Ravindra has had a habit of making striking first impressions. In his first game for Wellington Under-19s, Ravindra, 15 at the time, scored a century. On the opening day of the 2023 ODI World Cup, he cracked an unbeaten 123 off 96 balls against England in Ahmedabad.Then came the first-day first act at Chepauk.
"Making that first impact is a quality of good players-in-the-making," Sriram says. "Let's go back to 2021, when he made his Test debut for Black Caps in Kanpur, he helped save that game. Then in the World Cup first match against England, in a different role. There was a Test comeback against South Africa. Now this CSK debut. He has always taken his opportunities and that's something that resonated when I first met him. That also tells you about the person he is."
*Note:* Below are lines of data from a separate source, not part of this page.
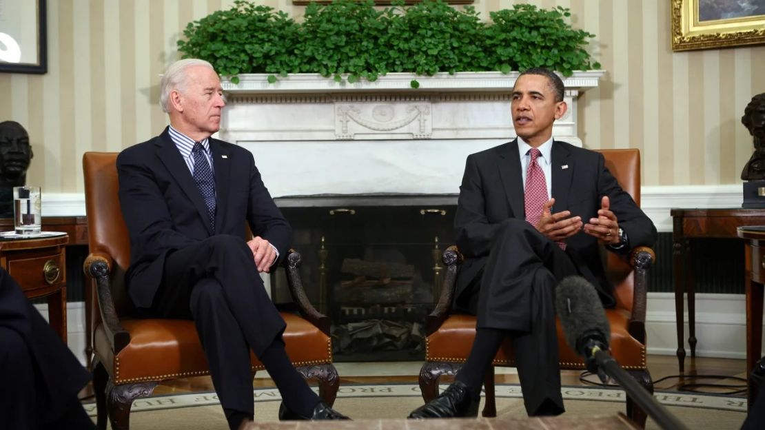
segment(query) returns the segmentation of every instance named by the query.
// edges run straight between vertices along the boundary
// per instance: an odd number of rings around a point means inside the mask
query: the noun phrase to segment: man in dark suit
[[[90,375],[0,268],[0,427],[95,428],[77,399]]]
[[[291,229],[252,155],[210,137],[226,104],[218,75],[206,61],[181,60],[160,85],[170,126],[117,158],[129,297],[146,316],[194,321],[231,428],[253,417],[250,349],[282,393],[280,419],[347,419],[287,357],[285,322],[258,273],[285,255]]]
[[[581,275],[613,306],[599,244],[628,252],[656,240],[653,223],[601,155],[552,139],[553,122],[566,112],[563,96],[554,73],[524,71],[511,103],[518,138],[467,158],[454,219],[466,257],[454,306],[477,315],[476,337],[454,383],[411,418],[475,416],[483,376],[506,336],[526,412],[562,413],[555,285]]]

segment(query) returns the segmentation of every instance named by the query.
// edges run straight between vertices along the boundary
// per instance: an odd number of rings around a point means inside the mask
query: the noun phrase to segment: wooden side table
[[[746,248],[747,373],[760,360],[763,336],[763,285],[765,284],[765,226],[743,226],[738,236],[747,239]],[[747,408],[751,409],[757,389],[749,380]]]
[[[688,293],[688,343],[691,357],[696,356],[696,282],[689,270],[690,240],[702,238],[735,239],[742,226],[765,225],[765,209],[672,209],[672,272],[675,278],[675,314],[677,326],[677,360],[685,369],[683,295]]]
[[[0,266],[29,298],[47,297],[48,321],[67,342],[67,252],[69,236],[0,240]]]

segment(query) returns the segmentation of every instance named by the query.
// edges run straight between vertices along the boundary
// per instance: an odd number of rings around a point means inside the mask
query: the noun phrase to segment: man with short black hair
[[[454,218],[465,261],[454,306],[477,316],[475,340],[455,382],[410,418],[476,416],[483,376],[506,337],[528,414],[562,413],[555,285],[582,275],[614,306],[598,245],[628,252],[656,240],[653,223],[602,155],[552,138],[566,110],[558,75],[529,69],[513,89],[518,138],[467,157]]]

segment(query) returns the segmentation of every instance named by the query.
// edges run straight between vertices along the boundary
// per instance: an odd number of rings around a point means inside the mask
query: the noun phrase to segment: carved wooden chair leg
[[[441,375],[456,375],[461,363],[443,361],[426,361],[420,368],[420,392],[425,403],[438,395],[438,379]]]
[[[496,400],[494,399],[494,366],[492,366],[486,372],[483,378],[483,387],[486,389],[483,412],[481,416],[496,416]]]
[[[340,388],[340,377],[337,370],[331,363],[317,366],[301,366],[295,367],[306,380],[315,378],[319,382],[319,397],[327,406],[331,407],[337,397]]]
[[[645,387],[648,393],[653,394],[653,380],[648,370],[627,370],[627,373]],[[640,428],[646,428],[646,419],[648,418],[646,411],[643,410],[629,396],[627,398],[627,415],[635,422]]]
[[[133,400],[151,396],[157,383],[150,381],[115,386],[111,380],[106,383],[106,406],[112,430],[129,430],[130,406]]]
[[[90,365],[93,373],[93,393],[96,395],[96,427],[99,430],[106,430],[106,383],[109,381],[109,373],[106,369],[99,361],[98,357],[93,356],[93,363]]]

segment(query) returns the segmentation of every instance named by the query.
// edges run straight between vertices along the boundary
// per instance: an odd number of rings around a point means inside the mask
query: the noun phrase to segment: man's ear
[[[568,105],[565,102],[558,102],[555,103],[555,119],[563,118],[567,110],[568,110]]]
[[[181,93],[177,90],[173,90],[170,92],[170,104],[173,106],[173,109],[178,111],[183,112],[183,103]]]

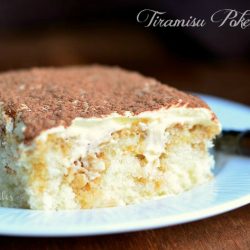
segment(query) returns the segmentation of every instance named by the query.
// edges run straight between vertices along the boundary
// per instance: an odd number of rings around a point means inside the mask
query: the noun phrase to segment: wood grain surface
[[[108,27],[2,34],[0,70],[93,62],[118,64],[184,90],[250,105],[249,62],[180,59],[148,33],[134,27]],[[213,218],[143,232],[77,238],[0,237],[0,250],[5,249],[249,250],[250,205]]]

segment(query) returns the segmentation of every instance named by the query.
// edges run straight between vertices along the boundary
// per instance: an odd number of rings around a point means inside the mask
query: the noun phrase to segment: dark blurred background
[[[0,71],[119,65],[250,105],[250,26],[145,28],[136,21],[145,8],[166,11],[169,19],[209,20],[219,9],[250,9],[250,1],[0,0]]]

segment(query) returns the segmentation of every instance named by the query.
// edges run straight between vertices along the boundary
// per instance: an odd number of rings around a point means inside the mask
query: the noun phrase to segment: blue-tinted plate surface
[[[250,108],[202,96],[228,129],[250,128]],[[215,178],[174,197],[139,205],[81,211],[0,208],[0,234],[77,236],[130,232],[195,221],[250,203],[250,158],[219,155]]]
The day after Ravindra's IPL debut, Sriram got together with him once again, at the Super Kings academy, and introduced him to the kids there. "We have met almost every alternate day in Chennai since the first two games are in Chennai," Sriram says. "It meant so much to the kids. For him to walk into the indoor facility and see the kids get as excited as they did... that selfie picture. We had a tough time to control those boys from jumping around him and falling on him (laughs)."
When Anirudh Immanuel, a messy-haired mystery spinner from the USA who is with CSK as a net bowler, walked out to train on the eve of the IPL opener, he was mistaken for Ravindra. One game in, Ravindra is a more recognisable face and could well become the "flavour of the season" in Chennai.